We obtained informed consent before thrombolysis, but recognise that this is challenging because of the urgent need to initiate treatment, rather than doubts regarding benefit.
A Cochrane systematic review of eight randomised controlled trials (RCTs), which together comprised 2955 patients, concluded that IV-rtPA within 3 hours of AIS onset was more effective in reducing death or dependency (odds ratio [OR], 0.66; 95% CI, 0.53–0.83), with no statistically significant adverse effect on death (OR, 1.13; 95% CI, 0.86–1.48).3 The Third International Stroke Trial (IST-3), which Hurley cites to support his view that sub-3-hour stroke thrombolysis remains controversial, was in fact designed to address different issues: efficacy of rtPA given 3–6 hours after symptom onset and to those aged over 80 years, as well as imaging predictors of response.

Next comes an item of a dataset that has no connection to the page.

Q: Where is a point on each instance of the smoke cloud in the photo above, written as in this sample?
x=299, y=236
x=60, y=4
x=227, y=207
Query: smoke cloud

We believe Hurley’s figure from his own letter is an incorrect attempt at meta-analysis. He combines data from RCTs and selected observational studies (excluding the Safe Implementation of Thrombolysis in Stroke Monitoring Study [SITS-MOST] of 6483 patients4), a method subject to selection bias.
Although the original Cleveland study (as cited by Hurley) showed high rates of intracranial haemorrhage, 50% of patients in the study were not treated according to the protocol. The incidence of intracranial haemorrhage was subsequently reduced to the expected level following implementation of a quality improvement program to ensure strict adherence to protocols.5 Hurley suggests that projections of IV-rtPA benefits are misleading because of baseline imbalances in the NINDS trial. These concerns were addressed by reanalysis of the data by an independent committee commissioned by NINDS,6 which not only reconfirmed the original results but suggested an even greater benefit for AIS patients receiving IV-rtPA.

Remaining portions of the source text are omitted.